Gilman is best known for “The Yellow Wallpaper,” a semi-autobiographical short story that details a woman’s confinement in a remote house due to her “hysterical condition” and her subsequent decent into madness. Gilman loosely based the story on her own experience of what we currently term post-partum depression. She had this breakdown in Providence, and the house she attempted to raise her daughter in still stands on the Eastside. After further research, I discovered that most of the buildings in Providence connected to Gilman are still standing. The exception to this is the Butler Exchange Building, where on the 5th floor from 1881-1884 Gilman established the Providence Ladies Sanitary Gymnasium to promote women’s physical fitness and autonomy.

Gilman’s work as an author and lecturer attempted to demystify gender roles and equalize household responsibilities. In my work Charlotte Perkins Gilman’s Providence, I made portraits of these buildings not only as an homage to Gilman, but also as a consideration of the power and history of these structures. The buildings she lived and worked in are important sites to consider as the physical spaces where radical feminist ideas germinated.

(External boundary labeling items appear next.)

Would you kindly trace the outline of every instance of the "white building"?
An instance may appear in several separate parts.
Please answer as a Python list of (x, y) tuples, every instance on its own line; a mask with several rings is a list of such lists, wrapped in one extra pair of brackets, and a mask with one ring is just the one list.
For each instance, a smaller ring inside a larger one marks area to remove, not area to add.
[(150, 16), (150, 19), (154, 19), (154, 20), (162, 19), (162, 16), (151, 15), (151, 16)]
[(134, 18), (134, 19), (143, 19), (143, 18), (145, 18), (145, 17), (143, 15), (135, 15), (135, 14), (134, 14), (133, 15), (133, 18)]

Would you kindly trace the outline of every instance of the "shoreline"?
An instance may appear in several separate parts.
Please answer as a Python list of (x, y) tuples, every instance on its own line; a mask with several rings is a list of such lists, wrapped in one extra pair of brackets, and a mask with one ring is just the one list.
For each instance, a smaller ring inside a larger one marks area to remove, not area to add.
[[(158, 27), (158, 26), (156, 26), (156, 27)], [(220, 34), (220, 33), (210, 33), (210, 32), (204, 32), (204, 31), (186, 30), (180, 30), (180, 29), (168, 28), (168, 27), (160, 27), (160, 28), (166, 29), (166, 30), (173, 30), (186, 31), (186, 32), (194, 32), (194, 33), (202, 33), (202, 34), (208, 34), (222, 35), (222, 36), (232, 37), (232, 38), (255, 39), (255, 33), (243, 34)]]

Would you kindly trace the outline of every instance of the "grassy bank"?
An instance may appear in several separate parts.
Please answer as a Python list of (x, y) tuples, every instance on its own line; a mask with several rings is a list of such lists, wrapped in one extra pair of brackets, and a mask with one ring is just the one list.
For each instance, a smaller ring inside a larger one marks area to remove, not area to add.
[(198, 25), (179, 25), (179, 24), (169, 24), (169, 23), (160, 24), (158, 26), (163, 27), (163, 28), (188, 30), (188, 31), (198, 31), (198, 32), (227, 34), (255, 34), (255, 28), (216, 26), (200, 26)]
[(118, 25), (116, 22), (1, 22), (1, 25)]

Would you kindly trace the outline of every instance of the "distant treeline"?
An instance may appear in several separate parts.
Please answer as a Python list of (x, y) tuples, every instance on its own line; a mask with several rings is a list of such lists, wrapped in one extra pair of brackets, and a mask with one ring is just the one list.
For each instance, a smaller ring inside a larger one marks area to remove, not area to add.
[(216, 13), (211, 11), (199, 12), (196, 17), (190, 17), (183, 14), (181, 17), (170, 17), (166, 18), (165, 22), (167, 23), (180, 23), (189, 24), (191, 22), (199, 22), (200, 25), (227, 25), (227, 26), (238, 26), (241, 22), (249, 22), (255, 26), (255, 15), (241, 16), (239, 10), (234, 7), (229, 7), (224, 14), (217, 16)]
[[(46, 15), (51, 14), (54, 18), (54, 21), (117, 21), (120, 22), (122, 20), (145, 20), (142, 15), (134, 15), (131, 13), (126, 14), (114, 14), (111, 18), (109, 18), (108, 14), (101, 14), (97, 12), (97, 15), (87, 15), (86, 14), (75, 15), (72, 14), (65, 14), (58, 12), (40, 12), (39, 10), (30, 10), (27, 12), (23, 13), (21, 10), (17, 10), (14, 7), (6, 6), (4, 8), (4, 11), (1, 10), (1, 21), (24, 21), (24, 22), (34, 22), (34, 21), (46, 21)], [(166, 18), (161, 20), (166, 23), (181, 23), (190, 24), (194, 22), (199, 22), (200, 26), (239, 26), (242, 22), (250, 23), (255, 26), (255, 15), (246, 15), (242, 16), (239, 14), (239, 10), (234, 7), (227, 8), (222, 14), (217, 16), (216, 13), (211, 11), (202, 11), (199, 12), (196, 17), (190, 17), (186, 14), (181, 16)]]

The Following are a list of addresses associated with Gilman’s time in Providence.


32 Gilmore Street, off Bridgham Street between Cranston Street and Elmwood Avenue
The House where Charles Stetson, Charlotte’s First Husband and father to her only child Katharine Beecher Stetson, boarded while he established an art studio in Providence. He would eventually help found the Providence Art Club and grant Charlotte an amicable divorce. Stetson raised Katharine in Providence with his second wife, Grace Ellery Channing, one of Charlotte’s closest friends.

22 Manning Street, at Ives Street
This is one of the several childhood homes of Gilman. Her mother rented a portion of this house while Charlotte attended RISD. After graduating RISD, she worked as a commercial artist for the Kendall Soap Company. In her Autobiography, The Living of Charlotte Perkins Gilman: An Autobiography, Gilman recounts her time in this building and reprints a poem she wrote as a child about her joy gazing out the 3rd floor window of her bedroom across Providence.

21 Humboldt Avenue, at Taber Avenue
The house Charlotte moved to after her marriage to Charles Stetson. In this house, she gave birth to her daughter, suffered from post-partum depression.

Butler Exchange Building, on Westminster Street at Kennedy Plaza
Built in 1872, it housed The Providence Ladies Sanitary Gymnasium on the 5th floor, the Rhode Island Commercial School an antecedent to Bryant University, as well as the grocers and importers Dodge and Camfield and Waite Auto Supply Company.



I would like to expressly thank the following individuals for their assistance on this project:
Karen Eberhart, Special Collections Curator; Phoebe Simpson, Technical Services Librarian / Conservation Specialist; Lee Teverow, Reference Librarian, Dana Signe Kindstedt Munroe, Registrar- all of the Rhode Island Historical Society Library and Elizabeth Delmage currently of the Savannah Historical Society for answering all of my pesky questions and tolerating my various interests. In addition, I am grateful for the assistance of Jane Lancaster Charlotte Perkins Gilman Scholar and author of "'I Could Easily Have Been an Acrobat': Charlotte Perkins Gilman and the Providence Ladies' Sanitary Gymnasium 1881-1884," American Transcendentalist Quarterly Vol. 8, No. 1, 35-52 (1994).

I dedicate this piece to my mom, Thea Kovac.